THE school exam analysis system has been temporarily shut down by the Education Ministry, which is investigating claims that it is vulnerable to attack by hackers.

The Star reported that it received an email tip-off saying the system’s weaknesses could be exploited by hackers to access “4.9 million student details, along with their parents’ MyKad numbers”.

Education Minister Dr Maszlee Malik said the system has been suspended and his ministry is investigating the claims.

The tip-off to the English daily said the system, introduced in July 2011 to centralise examination results nationwide, is vulnerable to an attack called “SQL Injection”.

It said such an attack allows hackers to retrieve data on students in some 10,000 national primary and secondary schools.

The report said attached with the email were text files showing what appeared to be student records.

The tip-off also said the system suffered other problems, such as passwords being stored in plain text, and that most users had simple passwords, like “1234567”.
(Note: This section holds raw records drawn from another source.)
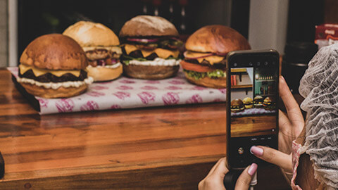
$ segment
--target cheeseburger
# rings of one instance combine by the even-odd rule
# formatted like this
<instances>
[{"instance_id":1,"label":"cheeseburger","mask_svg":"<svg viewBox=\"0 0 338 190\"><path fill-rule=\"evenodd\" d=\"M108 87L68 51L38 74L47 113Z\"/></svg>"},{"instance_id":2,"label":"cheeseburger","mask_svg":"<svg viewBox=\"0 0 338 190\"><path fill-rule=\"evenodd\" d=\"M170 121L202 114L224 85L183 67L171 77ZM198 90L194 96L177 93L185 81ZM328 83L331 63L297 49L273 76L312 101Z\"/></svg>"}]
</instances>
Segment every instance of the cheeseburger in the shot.
<instances>
[{"instance_id":1,"label":"cheeseburger","mask_svg":"<svg viewBox=\"0 0 338 190\"><path fill-rule=\"evenodd\" d=\"M241 112L244 110L244 104L241 99L232 100L230 103L230 110L233 113Z\"/></svg>"},{"instance_id":2,"label":"cheeseburger","mask_svg":"<svg viewBox=\"0 0 338 190\"><path fill-rule=\"evenodd\" d=\"M193 84L225 88L227 53L250 49L247 40L236 30L223 25L208 25L192 34L185 44L181 61L185 76Z\"/></svg>"},{"instance_id":3,"label":"cheeseburger","mask_svg":"<svg viewBox=\"0 0 338 190\"><path fill-rule=\"evenodd\" d=\"M120 41L111 30L100 23L80 21L68 27L63 34L82 47L89 61L88 75L94 81L114 80L122 74Z\"/></svg>"},{"instance_id":4,"label":"cheeseburger","mask_svg":"<svg viewBox=\"0 0 338 190\"><path fill-rule=\"evenodd\" d=\"M41 36L23 51L17 81L37 96L54 99L78 95L93 79L87 77L88 62L81 46L58 34Z\"/></svg>"},{"instance_id":5,"label":"cheeseburger","mask_svg":"<svg viewBox=\"0 0 338 190\"><path fill-rule=\"evenodd\" d=\"M160 80L175 75L182 45L174 25L163 18L138 15L120 32L124 73L131 77Z\"/></svg>"},{"instance_id":6,"label":"cheeseburger","mask_svg":"<svg viewBox=\"0 0 338 190\"><path fill-rule=\"evenodd\" d=\"M244 107L246 109L252 108L254 106L253 105L253 100L250 97L246 97L243 99L243 103L244 104Z\"/></svg>"},{"instance_id":7,"label":"cheeseburger","mask_svg":"<svg viewBox=\"0 0 338 190\"><path fill-rule=\"evenodd\" d=\"M266 110L273 110L276 103L273 97L266 97L263 101L263 107Z\"/></svg>"}]
</instances>

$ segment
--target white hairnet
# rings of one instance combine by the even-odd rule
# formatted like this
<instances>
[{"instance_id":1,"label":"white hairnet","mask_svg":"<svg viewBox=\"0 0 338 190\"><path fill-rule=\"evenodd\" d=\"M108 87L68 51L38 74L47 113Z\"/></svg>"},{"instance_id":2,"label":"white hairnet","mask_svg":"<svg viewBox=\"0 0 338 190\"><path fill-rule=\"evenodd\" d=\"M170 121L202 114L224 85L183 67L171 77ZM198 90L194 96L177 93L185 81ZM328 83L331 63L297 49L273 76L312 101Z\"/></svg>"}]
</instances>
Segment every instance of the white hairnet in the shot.
<instances>
[{"instance_id":1,"label":"white hairnet","mask_svg":"<svg viewBox=\"0 0 338 190\"><path fill-rule=\"evenodd\" d=\"M305 98L305 148L315 177L338 189L338 44L323 47L312 58L299 93Z\"/></svg>"}]
</instances>

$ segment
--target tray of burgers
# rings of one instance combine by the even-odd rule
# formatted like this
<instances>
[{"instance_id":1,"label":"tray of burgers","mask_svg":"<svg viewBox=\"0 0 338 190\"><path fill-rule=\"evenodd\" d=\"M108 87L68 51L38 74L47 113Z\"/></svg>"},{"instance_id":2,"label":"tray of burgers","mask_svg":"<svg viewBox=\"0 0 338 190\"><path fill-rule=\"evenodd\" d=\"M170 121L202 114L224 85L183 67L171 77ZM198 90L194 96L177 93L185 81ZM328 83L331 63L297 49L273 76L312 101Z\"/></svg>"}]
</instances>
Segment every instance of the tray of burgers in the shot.
<instances>
[{"instance_id":1,"label":"tray of burgers","mask_svg":"<svg viewBox=\"0 0 338 190\"><path fill-rule=\"evenodd\" d=\"M249 49L245 38L206 26L180 53L178 37L158 16L132 18L120 38L100 23L80 21L33 40L18 67L8 70L42 115L225 101L226 55Z\"/></svg>"}]
</instances>

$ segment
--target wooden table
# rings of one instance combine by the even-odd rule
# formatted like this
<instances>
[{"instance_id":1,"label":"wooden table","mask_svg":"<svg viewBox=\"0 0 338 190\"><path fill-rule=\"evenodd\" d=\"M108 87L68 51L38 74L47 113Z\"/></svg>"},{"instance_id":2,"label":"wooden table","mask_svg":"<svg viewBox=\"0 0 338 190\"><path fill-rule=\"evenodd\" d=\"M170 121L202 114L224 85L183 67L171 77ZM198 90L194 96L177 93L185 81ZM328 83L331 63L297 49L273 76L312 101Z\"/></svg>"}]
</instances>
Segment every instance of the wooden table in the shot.
<instances>
[{"instance_id":1,"label":"wooden table","mask_svg":"<svg viewBox=\"0 0 338 190\"><path fill-rule=\"evenodd\" d=\"M1 189L196 189L225 156L225 105L40 116L0 70ZM255 189L286 189L276 167Z\"/></svg>"}]
</instances>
The system is in place to measure students’ academic performance and enable better administration.

Teachers are required to key in students’ examination results, and parents have real-time access to the information.

“We are conducting an in-depth security analysis to identify weaknesses in our system, and we will take immediate action once we have a solution,” said Dr Maszlee.

He said in the long term, the ministry will update its project- and risk-management processes.

He said apart from the suspended system, all other functions on the website will run as usual.

“I appreciate everyone’s feedback and concern over the issue.”

CyberSecurity Malaysia president Dr Aswami Ariffin said in such a case, it is advisable for the system owner to conduct a web penetration test to uncover weaknesses and carry out a reconfiguration. – June 10, 2018.